BACKGROUND: A radiation-attenuated Plasmodium falciparum (Pf) sporozoite (SPZ) malaria vaccine, PfSPZ Vaccine, protected 6 of 6 subjects (100%) against homologous Pf (same strain as in the vaccine) controlled human malaria infection (CHMI) 3 weeks after 5 doses administered intravenously. The next step was to assess protective efficacy against heterologous Pf (different from Pf in the vaccine), after fewer doses, and at 24 weeks.

METHODS: The trial assessed tolerability, safety, immunogenicity, and protective efficacy of direct venous inoculation (DVI) of 3 or 5 doses of PfSPZ Vaccine in non-immune subjects.

RESULTS: Three weeks after final immunization, 5 doses of 2.7× 10 5 PfSPZ protected 12 of 13 recipients (92.3%[95% CI: 48.0, 99.8]) against homologous CHMI and 4 of 5 (80.0%[10.4, 99.5]) against heterologous CHMI; 3 doses of 4.5× 10 5 PfSPZ protected 13 of 15 (86.7%[35.9, 98.3]) against homologous CHMI. Twenty-four weeks after final immunization, the 5-dose regimen protected 7 of 10 (70.0%[17.3, 93.3]) against homologous and 1 of 10 (10.0%[–35.8, 45.6]) against heterologous CHMI; the 3-dose regimen protected 8 of 14 (57.1%[21.5, 76.6]) against homologous CHMI. All 22 controls developed Pf parasitemia. PfSPZ Vaccine was well tolerated, safe, and easy to administer. No antibody or T cell responses correlated with protection.

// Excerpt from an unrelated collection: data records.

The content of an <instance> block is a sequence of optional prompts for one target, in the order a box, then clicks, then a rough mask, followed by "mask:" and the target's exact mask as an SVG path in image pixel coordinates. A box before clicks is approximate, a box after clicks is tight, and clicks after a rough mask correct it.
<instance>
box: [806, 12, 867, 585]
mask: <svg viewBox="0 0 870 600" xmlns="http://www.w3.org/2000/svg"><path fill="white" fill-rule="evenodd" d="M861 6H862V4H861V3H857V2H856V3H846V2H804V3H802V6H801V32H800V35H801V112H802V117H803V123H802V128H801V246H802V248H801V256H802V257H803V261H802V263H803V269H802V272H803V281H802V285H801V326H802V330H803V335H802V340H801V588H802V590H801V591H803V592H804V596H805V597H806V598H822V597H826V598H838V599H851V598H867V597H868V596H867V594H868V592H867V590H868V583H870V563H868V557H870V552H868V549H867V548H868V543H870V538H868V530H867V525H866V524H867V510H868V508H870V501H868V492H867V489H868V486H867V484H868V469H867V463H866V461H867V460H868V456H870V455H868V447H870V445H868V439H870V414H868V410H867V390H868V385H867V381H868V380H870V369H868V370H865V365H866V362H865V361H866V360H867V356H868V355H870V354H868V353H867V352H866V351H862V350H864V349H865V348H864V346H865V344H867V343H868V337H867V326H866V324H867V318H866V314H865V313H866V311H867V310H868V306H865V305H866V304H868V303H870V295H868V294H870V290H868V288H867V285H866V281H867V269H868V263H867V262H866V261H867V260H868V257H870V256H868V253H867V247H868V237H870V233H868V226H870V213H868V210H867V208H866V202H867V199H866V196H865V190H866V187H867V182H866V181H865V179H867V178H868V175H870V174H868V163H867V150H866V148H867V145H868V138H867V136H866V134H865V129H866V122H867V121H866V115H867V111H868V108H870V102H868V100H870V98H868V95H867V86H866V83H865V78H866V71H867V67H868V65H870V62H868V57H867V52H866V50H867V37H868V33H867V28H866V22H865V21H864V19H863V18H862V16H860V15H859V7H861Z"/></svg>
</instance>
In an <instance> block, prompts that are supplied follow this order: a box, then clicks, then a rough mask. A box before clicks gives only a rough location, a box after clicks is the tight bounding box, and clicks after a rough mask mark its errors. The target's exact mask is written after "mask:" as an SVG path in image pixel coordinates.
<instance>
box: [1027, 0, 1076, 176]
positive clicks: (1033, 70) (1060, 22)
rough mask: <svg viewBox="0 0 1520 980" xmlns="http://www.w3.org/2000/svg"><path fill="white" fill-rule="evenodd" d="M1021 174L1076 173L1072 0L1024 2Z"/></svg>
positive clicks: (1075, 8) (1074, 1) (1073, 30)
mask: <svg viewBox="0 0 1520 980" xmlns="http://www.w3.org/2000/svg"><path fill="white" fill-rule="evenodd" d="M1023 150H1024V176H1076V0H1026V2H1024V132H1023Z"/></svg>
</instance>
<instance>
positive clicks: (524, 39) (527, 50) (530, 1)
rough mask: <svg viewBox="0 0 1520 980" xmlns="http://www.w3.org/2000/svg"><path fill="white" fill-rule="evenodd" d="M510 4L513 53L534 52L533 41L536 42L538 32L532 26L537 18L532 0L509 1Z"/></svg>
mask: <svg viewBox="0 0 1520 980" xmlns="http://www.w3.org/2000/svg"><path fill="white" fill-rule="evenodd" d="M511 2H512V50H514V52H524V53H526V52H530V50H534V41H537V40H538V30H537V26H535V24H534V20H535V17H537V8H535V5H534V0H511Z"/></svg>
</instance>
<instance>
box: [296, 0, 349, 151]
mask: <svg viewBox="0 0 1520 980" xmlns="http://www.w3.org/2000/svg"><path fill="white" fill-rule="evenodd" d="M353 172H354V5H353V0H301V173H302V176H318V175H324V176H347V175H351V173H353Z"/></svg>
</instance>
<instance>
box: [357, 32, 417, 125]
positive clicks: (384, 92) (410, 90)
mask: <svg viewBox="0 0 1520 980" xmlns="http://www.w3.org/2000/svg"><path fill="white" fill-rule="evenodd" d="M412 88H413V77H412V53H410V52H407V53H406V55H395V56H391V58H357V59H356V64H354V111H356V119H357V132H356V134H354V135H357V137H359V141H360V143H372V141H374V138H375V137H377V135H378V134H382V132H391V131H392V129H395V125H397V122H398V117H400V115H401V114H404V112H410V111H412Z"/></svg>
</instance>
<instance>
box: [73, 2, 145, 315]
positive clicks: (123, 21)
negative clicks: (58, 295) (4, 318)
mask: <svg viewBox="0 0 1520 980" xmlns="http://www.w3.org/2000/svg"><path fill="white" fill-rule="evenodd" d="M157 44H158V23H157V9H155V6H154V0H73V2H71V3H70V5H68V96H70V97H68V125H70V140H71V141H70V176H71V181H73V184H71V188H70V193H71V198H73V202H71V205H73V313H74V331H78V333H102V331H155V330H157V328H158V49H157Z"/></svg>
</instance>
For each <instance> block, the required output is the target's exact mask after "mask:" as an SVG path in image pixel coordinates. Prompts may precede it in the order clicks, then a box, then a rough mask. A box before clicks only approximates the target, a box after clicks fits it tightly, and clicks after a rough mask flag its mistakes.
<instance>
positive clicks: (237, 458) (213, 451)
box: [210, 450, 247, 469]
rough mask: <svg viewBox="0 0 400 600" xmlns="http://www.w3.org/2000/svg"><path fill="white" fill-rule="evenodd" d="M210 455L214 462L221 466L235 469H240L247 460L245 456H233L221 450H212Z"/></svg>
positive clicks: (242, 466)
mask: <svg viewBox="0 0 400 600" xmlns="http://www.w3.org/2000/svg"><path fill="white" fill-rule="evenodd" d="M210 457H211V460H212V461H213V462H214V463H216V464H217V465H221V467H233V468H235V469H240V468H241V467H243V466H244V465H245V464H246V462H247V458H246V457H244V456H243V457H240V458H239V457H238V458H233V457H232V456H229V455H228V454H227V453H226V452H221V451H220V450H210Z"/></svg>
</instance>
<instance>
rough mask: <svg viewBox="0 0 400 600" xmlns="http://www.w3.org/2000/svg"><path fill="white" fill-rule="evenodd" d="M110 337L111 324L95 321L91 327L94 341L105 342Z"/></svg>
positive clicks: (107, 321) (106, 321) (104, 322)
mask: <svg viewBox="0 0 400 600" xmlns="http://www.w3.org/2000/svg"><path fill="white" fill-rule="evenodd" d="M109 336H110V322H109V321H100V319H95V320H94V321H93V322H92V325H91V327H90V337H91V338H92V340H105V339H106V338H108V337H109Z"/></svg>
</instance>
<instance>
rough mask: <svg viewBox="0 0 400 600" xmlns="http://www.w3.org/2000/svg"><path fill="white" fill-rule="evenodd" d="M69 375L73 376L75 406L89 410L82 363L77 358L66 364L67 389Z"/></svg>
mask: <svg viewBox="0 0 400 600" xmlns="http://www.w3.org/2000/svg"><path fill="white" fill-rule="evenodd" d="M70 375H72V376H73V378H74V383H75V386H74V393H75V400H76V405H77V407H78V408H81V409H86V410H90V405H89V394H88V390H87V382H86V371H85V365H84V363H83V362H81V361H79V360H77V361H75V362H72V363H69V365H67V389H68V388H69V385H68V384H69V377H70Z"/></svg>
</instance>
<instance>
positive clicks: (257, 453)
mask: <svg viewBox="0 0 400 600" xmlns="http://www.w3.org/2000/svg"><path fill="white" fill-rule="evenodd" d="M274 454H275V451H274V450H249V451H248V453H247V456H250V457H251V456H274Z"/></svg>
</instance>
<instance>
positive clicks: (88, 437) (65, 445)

CONCLUSIONS: We have demonstrated for the first time to our knowledge that PfSPZ Vaccine can protect against a 3-week heterologous CHMI in a limited group of malaria-naive adult subjects. A 3-dose regimen protected against both 3-week and 24-week homologous CHMI (87% and 57%, respectively) in this population. These results provide a foundation for developing an optimized immunization regimen for preventing malaria.

TRIAL REGISTRATION: ClinicalTrials. gov

NCT02215707.

FUNDING: Support was provided through the US Army Medical Research and Development Command, Military Infectious Diseases Research Program, and the Naval Medical Research Center’s Advanced Medical Development Program.